Shears et Joyce avaient devisé ainsi jusqu’au soir, tandis que les deux Thaïs se parlaient à voix basse, commentant l’expédition. Shears était parfois pris de scrupules, se demandant s’il avait bien choisi, pour le premier rôle, celui des trois qui avait les plus grandes chances de réussir, et s’il ne s’était pas laissé influencer par la chaleur de ses supplications.

« Êtes-vous bien sûr que vous pourrez agir aussi énergiquement que Warden ou que moi dans n’importe quelle circonstance ? avait-il demandé gravement une dernière fois.

— J’en suis certain, maintenant, sir. Il faut me laisser faire. »

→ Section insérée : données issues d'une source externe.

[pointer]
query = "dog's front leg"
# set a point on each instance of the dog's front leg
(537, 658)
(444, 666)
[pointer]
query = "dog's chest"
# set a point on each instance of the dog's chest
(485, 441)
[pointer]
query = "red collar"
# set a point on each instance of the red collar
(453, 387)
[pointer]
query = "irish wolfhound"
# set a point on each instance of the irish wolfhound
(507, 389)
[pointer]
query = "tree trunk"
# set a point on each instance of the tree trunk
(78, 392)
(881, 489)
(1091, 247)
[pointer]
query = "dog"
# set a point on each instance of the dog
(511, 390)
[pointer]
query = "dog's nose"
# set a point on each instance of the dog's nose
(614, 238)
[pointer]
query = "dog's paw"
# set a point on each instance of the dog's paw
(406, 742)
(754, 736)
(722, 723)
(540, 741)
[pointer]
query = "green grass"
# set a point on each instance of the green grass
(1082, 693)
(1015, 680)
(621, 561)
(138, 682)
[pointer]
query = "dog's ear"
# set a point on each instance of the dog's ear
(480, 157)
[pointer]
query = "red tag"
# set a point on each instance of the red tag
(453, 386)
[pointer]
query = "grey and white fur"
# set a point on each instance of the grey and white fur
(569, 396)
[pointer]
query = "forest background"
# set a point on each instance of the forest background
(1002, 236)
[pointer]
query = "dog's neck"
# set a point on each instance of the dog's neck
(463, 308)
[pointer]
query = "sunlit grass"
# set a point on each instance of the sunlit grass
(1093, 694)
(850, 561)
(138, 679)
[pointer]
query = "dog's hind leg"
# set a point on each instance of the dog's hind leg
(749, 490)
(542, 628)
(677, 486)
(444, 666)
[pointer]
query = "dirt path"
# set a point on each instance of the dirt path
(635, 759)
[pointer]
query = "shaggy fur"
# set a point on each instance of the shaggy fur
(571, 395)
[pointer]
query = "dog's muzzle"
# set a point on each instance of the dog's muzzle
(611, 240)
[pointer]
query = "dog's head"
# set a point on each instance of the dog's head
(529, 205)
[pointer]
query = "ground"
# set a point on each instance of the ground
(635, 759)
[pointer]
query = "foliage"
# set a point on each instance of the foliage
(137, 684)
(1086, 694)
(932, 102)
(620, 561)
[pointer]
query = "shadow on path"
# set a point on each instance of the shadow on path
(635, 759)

Shears n’avait pas insisté et n’était pas revenu sur sa décision.

Ils avaient commencé à embarquer le matériel avant le crépuscule. La rive était déserte. Le radeau en bambou, qu’ils avaient fabriqué eux-mêmes, ne se fixant qu’à eux seuls, était composé de deux sections parallèles séparées, pour faciliter le transport à travers la jungle. Ils le montèrent dans l’eau, ajustèrent les deux moitiés au moyen de deux tiges transversales amarrées avec des cordes. L’ensemble formait une plate-forme rigide. Puis, ils fixèrent les charges aussi solidement que possible. D’autres paquets contenaient les rouleaux de cordon, la batterie, le fil électrique et le manipulateur. Bien entendu, le matériel délicat était enveloppé dans des toiles imperméables. Quant aux détonateurs, Shears en avait emporté un double jeu. Il avait confié l’un à Joyce et s’était chargé de l’autre. Ils les portaient, attachés à leur ceinture, sur le ventre. C’étaient les seuls engins vraiment fragiles, le plastic étant en principe à l’épreuve des chocs.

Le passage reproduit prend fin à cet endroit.